2009-04-09 10:52:38 | 本と雑誌
「痴人の愛」(谷崎潤一郎、1924年)
作品の存在は若いころから知っており、映画化されたことも知ってはいるが、読むのは初めて。
   
三十歳近い一流会社の技術系会社員が、カフェで気に入った十代の娘に、身だしなみ、教養を与えようと、一緒に住まわせ、結婚するが、次第に奔放で発展家の彼女が手に負えなくなる。それでも、最後はその女としての魅力に負け、虜になり、崇拝屈服する。

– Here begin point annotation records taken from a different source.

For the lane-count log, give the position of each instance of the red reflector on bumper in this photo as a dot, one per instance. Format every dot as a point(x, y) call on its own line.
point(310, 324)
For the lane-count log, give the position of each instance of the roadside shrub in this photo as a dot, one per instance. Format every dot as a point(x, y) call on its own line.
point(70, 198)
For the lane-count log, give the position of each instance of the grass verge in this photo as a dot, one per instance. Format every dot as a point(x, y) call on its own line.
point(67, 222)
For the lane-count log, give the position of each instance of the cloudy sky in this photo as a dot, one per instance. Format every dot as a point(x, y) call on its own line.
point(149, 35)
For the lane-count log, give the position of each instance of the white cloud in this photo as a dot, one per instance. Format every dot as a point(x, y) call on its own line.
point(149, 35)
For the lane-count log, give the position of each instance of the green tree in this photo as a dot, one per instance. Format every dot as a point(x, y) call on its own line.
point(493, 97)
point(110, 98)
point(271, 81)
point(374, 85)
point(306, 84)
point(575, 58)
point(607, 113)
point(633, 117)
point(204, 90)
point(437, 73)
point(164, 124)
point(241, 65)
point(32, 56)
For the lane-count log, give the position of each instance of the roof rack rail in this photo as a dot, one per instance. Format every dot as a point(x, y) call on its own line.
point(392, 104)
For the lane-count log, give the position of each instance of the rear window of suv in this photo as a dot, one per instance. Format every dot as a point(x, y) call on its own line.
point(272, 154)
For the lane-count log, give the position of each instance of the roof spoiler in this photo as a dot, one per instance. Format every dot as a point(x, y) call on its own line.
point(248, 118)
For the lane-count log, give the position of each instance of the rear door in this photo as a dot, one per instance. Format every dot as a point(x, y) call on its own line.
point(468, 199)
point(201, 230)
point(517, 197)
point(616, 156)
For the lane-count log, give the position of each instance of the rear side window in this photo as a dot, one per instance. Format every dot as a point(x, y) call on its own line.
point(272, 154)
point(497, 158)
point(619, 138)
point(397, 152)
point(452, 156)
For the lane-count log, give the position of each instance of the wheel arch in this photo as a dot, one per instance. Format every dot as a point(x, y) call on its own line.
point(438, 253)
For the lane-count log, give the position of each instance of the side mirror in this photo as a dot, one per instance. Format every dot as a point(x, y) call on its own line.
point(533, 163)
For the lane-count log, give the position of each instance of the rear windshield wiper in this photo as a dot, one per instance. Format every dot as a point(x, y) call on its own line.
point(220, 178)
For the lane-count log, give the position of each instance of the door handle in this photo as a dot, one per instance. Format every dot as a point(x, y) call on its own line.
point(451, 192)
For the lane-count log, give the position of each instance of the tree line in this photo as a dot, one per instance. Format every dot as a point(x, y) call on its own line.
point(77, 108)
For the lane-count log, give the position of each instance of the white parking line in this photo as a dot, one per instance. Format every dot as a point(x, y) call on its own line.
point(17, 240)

これだけ有名な話であれば、大筋は想像通りである。しかし、関東大震災翌年にしてはその影響がなさそうな東京で、設定はその前なのかもしれないが、風俗描写もうまく、また男と女の本質を描きつくす腕はやはり抜群、そして新聞連載ということもあるとはいえ、読みやすいのも驚きである。
  
そしてこれは後年の「細雪」を読んだときにも感じたのだが、この時代の男と女の話であるにもかかわらず、どこかこの男が「近代」を、「西洋」をどう見て、それをどうしようとし、その結果をうけてどう生きていく、という風に、最初から最後まで読める。「細雪」では二女の視点がそれにあたる。
  
ここで、「観念」「文学」にはじまり、「本能」に耽溺し、そして終盤の描写では「美学」になる。「美学」のあたりを読んでいると、これはこのままあの「陰翳礼讃」になだれ込んでいきそうな雰囲気だ。
 
「陰翳礼讃」は読んでいるこちらも、わかっていながらひたすら純粋な「日本」へと傾斜していって、危ないと思ったものである。しかし谷崎は終戦をまたいで完成させた「細雪」で平然とそこを踏み越える、その一連の道筋が、今回少し理解できた。